Bake and Assemble the Cake

  1. Preheat your oven to 400 F.

  2. Flour a pastry board or clean counter with potato starch flour. Butter and dust six kransekake forms with potato starch flour.

  3. Roll the almond paste into 18 long "snakes," descending in length by half an inch increment from about 20 inches long to 12 inches long. Fit the snakes into the forms, pinching the ends together tightly to form rings. Alternatively, if you don't have kransekake forms, shape each of the 18 lengths into a ring form and place them on a parchment or Silpat-lined baking sheet.

  4. Bake the rings in the center of the oven for 15 minutes until the rings turn a light golden shade. Watch carefully, as they will burn quickly if unattended.

  5. Remove the forms from the oven and allow rings to cool in pans.

  6. Carefully loosen all the forms, using a knife if necessary to separate the cake from the form.

  7. While the rings cool off, mix together the confectioners' sugar, egg whites, almond extract, and lemon juice to make a thick frosting. Place into a pastry bag with a small tip or in a plastic freezer bag with the end snipped off. Reserve.

  8. Invert the largest ring and place it on a serving plate.

  9. Pipe the frosting in a wavy pattern around the circumference of the bottom ring. The frosting, while decorative, also serves as the glue that will hold the cake together.

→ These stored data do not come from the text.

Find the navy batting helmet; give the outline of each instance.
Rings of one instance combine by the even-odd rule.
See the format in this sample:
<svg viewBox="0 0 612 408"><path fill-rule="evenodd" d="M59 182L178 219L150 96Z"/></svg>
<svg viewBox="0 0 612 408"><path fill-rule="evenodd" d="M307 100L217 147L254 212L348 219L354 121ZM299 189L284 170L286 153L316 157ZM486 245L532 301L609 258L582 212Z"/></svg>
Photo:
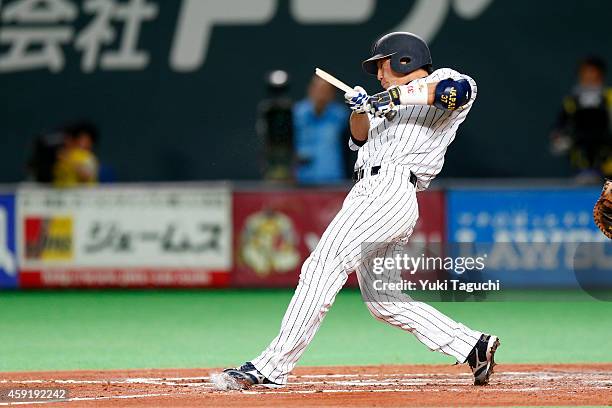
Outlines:
<svg viewBox="0 0 612 408"><path fill-rule="evenodd" d="M377 62L391 58L391 68L400 74L409 74L419 68L432 71L431 53L425 40L416 34L395 32L383 35L372 45L372 56L363 61L363 69L378 74Z"/></svg>

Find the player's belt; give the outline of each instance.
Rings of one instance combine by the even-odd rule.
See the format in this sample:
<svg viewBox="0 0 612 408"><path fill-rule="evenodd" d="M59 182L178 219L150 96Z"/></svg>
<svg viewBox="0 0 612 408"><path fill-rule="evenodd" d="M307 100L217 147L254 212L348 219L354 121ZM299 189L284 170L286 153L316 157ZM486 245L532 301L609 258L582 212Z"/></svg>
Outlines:
<svg viewBox="0 0 612 408"><path fill-rule="evenodd" d="M378 174L380 172L380 168L381 166L373 166L370 168L370 175L375 176L376 174ZM353 181L356 183L359 180L361 180L367 173L366 173L367 169L361 168L359 170L355 170L353 172ZM410 183L416 187L416 182L417 182L417 176L410 171Z"/></svg>

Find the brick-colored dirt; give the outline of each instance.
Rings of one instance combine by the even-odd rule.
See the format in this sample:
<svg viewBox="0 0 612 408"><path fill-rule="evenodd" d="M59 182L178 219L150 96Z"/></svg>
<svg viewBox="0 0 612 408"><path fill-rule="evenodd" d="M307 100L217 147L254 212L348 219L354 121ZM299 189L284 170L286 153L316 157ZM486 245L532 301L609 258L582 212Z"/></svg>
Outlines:
<svg viewBox="0 0 612 408"><path fill-rule="evenodd" d="M503 364L474 387L466 366L305 367L280 389L216 391L218 369L2 373L0 389L66 388L53 407L518 406L612 404L612 364ZM0 406L8 405L4 398ZM13 401L15 402L15 401ZM37 405L40 406L40 405Z"/></svg>

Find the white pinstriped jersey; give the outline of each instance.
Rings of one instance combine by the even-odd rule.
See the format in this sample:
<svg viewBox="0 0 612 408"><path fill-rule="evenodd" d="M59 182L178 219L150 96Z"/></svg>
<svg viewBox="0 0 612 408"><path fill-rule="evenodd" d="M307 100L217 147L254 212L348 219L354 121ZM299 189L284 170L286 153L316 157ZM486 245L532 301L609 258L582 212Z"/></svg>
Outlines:
<svg viewBox="0 0 612 408"><path fill-rule="evenodd" d="M406 166L418 178L417 191L425 190L442 170L448 145L455 139L476 99L476 82L450 68L435 70L411 84L439 82L444 79L466 79L472 86L472 97L464 106L445 111L434 106L399 106L393 121L370 116L367 142L359 147L349 139L351 150L359 150L355 169L363 166Z"/></svg>

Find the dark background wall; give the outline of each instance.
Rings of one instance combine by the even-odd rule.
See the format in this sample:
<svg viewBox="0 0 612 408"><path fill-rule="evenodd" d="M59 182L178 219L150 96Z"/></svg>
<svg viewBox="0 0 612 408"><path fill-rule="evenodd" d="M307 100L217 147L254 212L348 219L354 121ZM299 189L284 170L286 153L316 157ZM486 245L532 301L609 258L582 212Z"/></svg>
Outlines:
<svg viewBox="0 0 612 408"><path fill-rule="evenodd" d="M78 118L99 124L99 156L122 181L257 179L261 141L254 123L257 102L265 96L264 74L288 70L294 98L303 96L316 66L378 90L360 61L375 37L396 28L417 6L378 1L365 22L306 25L280 0L267 24L216 25L204 64L177 72L170 50L182 2L156 2L159 13L143 23L138 39L150 54L144 70L84 73L82 54L68 43L59 72L0 72L0 182L24 178L34 134ZM434 63L475 78L479 99L449 149L442 175L568 174L565 160L548 153L548 130L572 86L576 61L597 53L612 62L612 2L497 0L473 19L451 7L458 2L430 3L448 3L431 39ZM3 3L3 8L10 4ZM81 12L71 24L78 32L90 21ZM0 24L0 30L14 25ZM121 23L114 24L120 36ZM7 51L8 45L0 44L0 56Z"/></svg>

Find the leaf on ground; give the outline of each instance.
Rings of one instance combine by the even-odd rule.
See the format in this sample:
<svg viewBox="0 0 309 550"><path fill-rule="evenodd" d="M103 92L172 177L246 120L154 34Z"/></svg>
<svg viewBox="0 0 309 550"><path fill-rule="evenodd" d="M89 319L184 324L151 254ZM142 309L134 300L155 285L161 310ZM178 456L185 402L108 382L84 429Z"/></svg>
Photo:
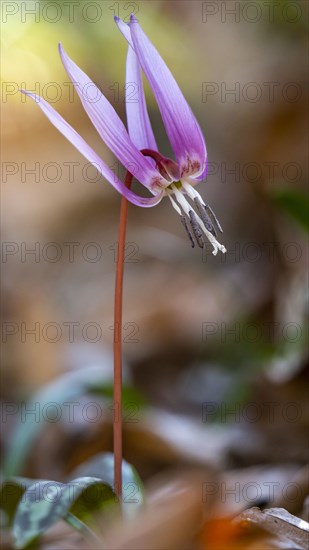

  10. Repeat this step for each of the remaining rings, working from the largest up to the smallest, until you have formed a cake tower.

  11. Decorate the completed cake with flags and candies, as the Norwegians do, or with ribbons and edible or crystallized flowers for a special occasion.

  12. Enjoy!

To Make the Best Kransekake

Here are a few suggestions to help you in making and enjoying this beautiful cake:

  • To loosen the almonds' skins, you can also put them in the oven at 170 F for 15 minutes, but be sure not to let them roast.
  • Using a food processor to make the almond flour will overprocess the nuts and possibly churn them into almond butter.
  • Kransekake, like fine wine, improves by "aging" a day or two before serving. Store in a tightly sealed container with a slice of apple or bread next to it in order to maximize this cake's unique soft-yet-chewy texture.
  • The ring tower can also be built in reversed order, with larger rings placed upon smaller ones, to form edible baskets. Scandinavian bakers also often invert the tower to form a cornucopia, which they fill with specialty cookies and candies.